To bolster Wood's credentials as a hands-on board member, GreenWood's press release included a strong endorsement from Mr. Raul Galamba, Chairman of CTT Correios de Portugal. Galamba credited Wood for his pivotal role in the postal service's evolution, stating, “Steven has been central to CTT’s industrial transformation from a legacy operator into a modern logistics leader. His hands-on role in our operational turnaround proves he brings deep industrial insight and a collaborative, results-driven mindset to the board.”

Beyond Wood’s nomination (Proposal 5.1.2), GreenWood is pushing for a suite of governance reforms under Proposal 9 (items 9.1-9.6). While the specifics are detailed in proxy materials, the overarching goal is to align Swatch with modern governance standards. The weight of ISS's recommendation on all these proposals cannot be overstated, as many institutional investors automatically follow its guidance. The move also aligns with recommendations from other advisory firms, including Glass Lewis and the Swiss-based Ethos Foundation, which have both previously raised red flags about the board's lack of independence.

A Broader Battleground for European Corporate Governance

The proxy battle at Swatch is more than a dispute over a single board seat; it is a test case for shareholder rights in continental Europe, where many blue-chip companies remain under the tight control of founding families. Activist campaigns in such environments face an uphill battle against entrenched interests and protective ownership structures.

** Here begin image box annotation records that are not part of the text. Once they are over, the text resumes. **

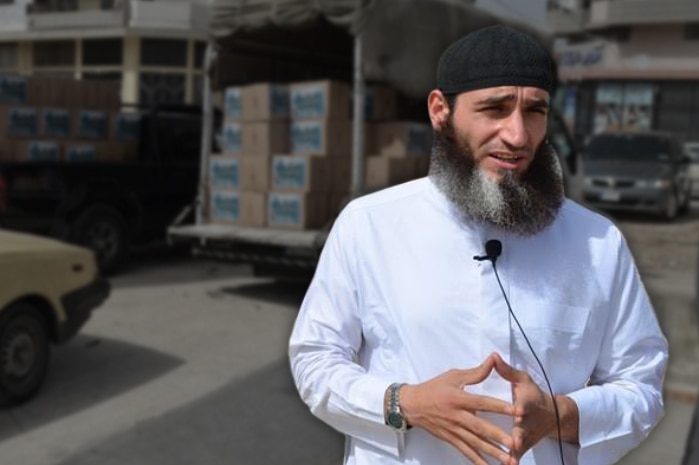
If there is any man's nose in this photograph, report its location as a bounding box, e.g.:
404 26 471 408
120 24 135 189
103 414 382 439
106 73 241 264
501 110 529 148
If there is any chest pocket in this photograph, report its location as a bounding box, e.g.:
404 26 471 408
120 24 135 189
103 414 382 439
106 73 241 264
510 302 602 392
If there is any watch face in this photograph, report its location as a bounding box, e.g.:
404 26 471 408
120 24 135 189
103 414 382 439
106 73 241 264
388 412 403 429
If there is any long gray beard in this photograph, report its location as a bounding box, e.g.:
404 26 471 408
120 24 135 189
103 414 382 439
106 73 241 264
429 124 563 236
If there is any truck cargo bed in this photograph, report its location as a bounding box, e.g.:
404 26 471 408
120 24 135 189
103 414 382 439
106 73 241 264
168 223 327 274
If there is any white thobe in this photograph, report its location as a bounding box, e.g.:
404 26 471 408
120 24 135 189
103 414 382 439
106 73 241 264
289 178 667 465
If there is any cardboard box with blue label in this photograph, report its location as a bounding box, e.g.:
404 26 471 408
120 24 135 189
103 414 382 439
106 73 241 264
364 85 397 121
209 155 240 189
109 112 142 141
242 83 291 122
272 155 333 192
39 108 73 139
364 155 416 188
240 156 272 193
14 140 61 163
209 189 267 227
241 121 290 157
267 191 330 230
63 143 102 163
289 81 350 120
0 107 39 138
291 119 352 156
223 87 243 121
374 121 432 157
0 76 29 105
227 121 243 154
76 110 108 140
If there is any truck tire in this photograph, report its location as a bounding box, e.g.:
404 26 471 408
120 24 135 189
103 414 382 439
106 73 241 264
72 205 128 275
0 302 50 407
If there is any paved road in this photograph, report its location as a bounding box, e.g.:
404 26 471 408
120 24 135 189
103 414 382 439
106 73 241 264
0 236 693 465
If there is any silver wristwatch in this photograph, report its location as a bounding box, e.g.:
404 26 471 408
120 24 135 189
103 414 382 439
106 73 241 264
384 383 410 432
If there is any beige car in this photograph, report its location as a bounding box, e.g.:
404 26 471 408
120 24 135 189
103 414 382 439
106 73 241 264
0 230 110 407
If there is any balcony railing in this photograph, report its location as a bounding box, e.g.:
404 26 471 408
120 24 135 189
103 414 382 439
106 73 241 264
25 0 209 32
546 9 589 34
0 2 27 32
27 10 125 29
128 0 209 31
588 0 699 28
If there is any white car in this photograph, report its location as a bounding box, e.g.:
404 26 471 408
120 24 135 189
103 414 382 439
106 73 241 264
0 230 110 407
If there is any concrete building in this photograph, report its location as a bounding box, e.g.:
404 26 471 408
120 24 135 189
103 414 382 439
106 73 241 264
0 0 209 104
547 0 699 141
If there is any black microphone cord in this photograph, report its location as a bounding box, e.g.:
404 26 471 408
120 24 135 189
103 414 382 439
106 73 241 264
490 258 565 465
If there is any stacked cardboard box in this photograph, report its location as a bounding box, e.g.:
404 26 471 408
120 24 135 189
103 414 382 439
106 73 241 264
364 121 432 188
0 76 130 162
267 80 352 229
209 83 289 227
209 80 431 229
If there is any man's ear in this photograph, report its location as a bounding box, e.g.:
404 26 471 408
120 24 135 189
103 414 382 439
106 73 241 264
427 89 451 130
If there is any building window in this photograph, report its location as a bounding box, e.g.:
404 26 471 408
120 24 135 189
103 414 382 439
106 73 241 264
656 82 699 140
194 42 206 69
599 26 631 43
546 0 576 11
192 74 204 105
684 23 699 40
138 73 185 105
33 40 75 67
83 39 123 66
141 39 187 68
0 42 19 68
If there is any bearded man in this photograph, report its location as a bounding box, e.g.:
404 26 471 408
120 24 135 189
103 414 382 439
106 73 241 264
289 26 667 465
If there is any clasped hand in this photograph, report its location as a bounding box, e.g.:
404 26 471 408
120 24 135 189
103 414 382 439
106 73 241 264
401 353 556 465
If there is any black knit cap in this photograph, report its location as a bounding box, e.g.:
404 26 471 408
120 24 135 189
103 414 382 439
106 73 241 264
437 25 555 94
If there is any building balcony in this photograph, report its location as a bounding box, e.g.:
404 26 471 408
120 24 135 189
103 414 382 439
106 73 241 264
24 0 209 33
27 0 126 30
546 9 589 34
128 0 209 32
0 1 27 32
588 0 699 29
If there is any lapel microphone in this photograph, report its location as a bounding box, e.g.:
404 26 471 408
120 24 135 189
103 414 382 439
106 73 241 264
473 239 565 465
473 239 502 265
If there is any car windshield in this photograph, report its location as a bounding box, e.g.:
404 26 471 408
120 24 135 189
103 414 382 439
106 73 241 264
585 134 672 162
685 144 699 163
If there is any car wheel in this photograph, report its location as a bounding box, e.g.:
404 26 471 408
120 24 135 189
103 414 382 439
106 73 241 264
0 302 50 407
72 205 128 274
678 188 692 216
663 192 678 221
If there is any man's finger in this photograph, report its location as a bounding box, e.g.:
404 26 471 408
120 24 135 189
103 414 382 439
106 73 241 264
451 429 512 465
493 353 524 383
464 394 518 416
460 357 495 387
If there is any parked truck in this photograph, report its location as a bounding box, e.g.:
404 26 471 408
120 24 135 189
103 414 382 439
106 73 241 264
0 78 212 274
168 0 580 279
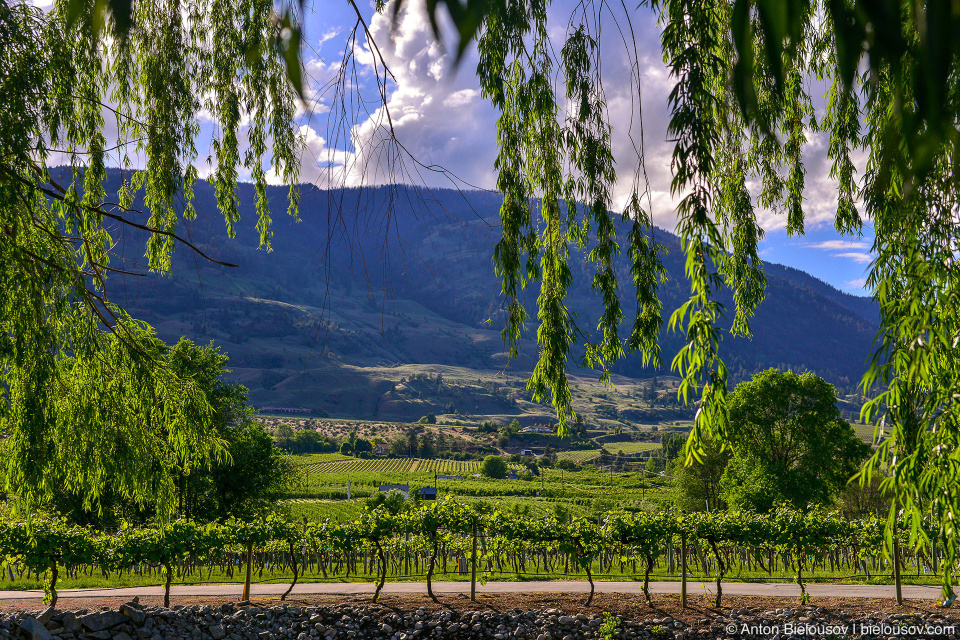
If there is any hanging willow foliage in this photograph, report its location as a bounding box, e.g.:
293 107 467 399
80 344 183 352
0 0 299 517
470 0 960 596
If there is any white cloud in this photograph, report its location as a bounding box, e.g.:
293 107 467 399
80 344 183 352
833 251 873 264
843 278 867 289
807 240 870 251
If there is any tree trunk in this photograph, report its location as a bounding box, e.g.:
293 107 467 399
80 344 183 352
241 542 253 601
50 559 60 607
707 535 726 609
280 540 300 602
643 552 653 606
163 562 173 609
427 542 440 604
373 540 387 602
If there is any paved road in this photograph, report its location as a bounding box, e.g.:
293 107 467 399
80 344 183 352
0 581 940 601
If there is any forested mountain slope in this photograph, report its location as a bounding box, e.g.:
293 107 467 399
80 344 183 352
82 171 876 418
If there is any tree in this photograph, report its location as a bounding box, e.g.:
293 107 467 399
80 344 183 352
48 338 294 526
721 369 870 511
273 422 296 449
480 456 507 480
670 432 730 511
0 0 299 516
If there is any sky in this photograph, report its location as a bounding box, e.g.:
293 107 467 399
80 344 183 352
292 0 873 295
34 0 873 295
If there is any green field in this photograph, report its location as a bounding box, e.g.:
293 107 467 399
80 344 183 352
296 453 525 475
604 442 660 455
557 449 600 462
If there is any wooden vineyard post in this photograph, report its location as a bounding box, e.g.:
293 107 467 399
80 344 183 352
240 542 253 602
893 528 903 604
680 533 687 609
470 523 477 602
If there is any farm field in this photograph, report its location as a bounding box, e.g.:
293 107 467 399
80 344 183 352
296 453 525 475
557 449 600 462
605 442 660 455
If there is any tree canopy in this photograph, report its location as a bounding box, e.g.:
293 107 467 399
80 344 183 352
0 0 299 513
0 0 960 600
721 369 870 511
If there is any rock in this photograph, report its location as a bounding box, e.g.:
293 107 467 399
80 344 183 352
120 604 147 627
20 618 53 640
80 611 127 637
37 607 60 626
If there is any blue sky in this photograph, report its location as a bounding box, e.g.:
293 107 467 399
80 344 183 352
34 0 873 295
292 0 873 295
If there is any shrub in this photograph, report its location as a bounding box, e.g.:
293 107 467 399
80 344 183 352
480 456 507 480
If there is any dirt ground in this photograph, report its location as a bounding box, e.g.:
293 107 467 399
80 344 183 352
0 593 944 625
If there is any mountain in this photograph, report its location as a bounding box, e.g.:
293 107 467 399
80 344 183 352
82 171 877 419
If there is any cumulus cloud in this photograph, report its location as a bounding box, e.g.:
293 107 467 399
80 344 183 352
282 0 868 249
288 2 497 188
807 240 870 251
833 251 873 263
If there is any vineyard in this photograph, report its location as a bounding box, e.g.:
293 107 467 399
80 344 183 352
0 500 944 606
557 449 600 463
298 454 525 475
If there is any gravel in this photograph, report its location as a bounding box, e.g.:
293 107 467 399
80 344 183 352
0 601 960 640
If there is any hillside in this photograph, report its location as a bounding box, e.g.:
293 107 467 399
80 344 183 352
80 172 876 422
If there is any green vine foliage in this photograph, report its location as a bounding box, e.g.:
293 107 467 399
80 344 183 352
0 499 916 597
0 0 300 519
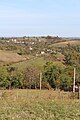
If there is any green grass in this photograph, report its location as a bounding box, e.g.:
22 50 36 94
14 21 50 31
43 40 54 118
11 57 46 70
0 90 80 120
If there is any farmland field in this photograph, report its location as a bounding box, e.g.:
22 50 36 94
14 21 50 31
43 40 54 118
0 89 80 120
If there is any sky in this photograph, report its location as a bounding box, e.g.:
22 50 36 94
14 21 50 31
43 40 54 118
0 0 80 37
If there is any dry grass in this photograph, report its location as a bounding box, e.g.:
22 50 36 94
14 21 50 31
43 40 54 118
50 40 80 47
0 90 80 120
0 50 26 63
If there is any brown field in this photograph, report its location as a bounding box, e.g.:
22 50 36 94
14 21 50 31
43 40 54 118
0 50 26 63
0 89 80 120
50 40 80 47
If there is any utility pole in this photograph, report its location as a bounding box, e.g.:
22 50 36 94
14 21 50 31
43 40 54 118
73 68 76 93
40 73 42 90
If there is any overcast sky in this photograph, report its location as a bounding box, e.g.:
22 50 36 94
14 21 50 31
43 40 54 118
0 0 80 37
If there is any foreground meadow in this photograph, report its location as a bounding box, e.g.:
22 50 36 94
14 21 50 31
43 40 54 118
0 90 80 120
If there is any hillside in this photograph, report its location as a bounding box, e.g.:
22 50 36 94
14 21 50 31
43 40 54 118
0 50 26 63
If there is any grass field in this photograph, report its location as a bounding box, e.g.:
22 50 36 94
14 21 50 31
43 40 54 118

The Hayek family’s formidable voting bloc means Wood’s election is far from guaranteed. However, the unified front presented by major proxy advisors signals a new level of investor dissatisfaction. The campaign forces a public debate on whether a governance model that once ensured stability has now become a liability, hindering the company's ability to adapt to a rapidly changing luxury market.

The industry is grappling with the rise of the second-hand market, fierce competition from smartwatches at lower price points, and shifting consumer preferences that demand more than just heritage. While Swatch has had successes, such as the wildly popular MoonSwatch collaboration, critics argue these are tactical wins that mask deeper strategic drift.

As the May 12 meeting approaches, all eyes will be on Swatch’s institutional shareholders. Their votes will determine whether the Hayek dynasty can fend off this challenge or if the winds of change, amplified by the powerful voice of ISS, will finally begin to reshape one of Switzerland’s most iconic corporations.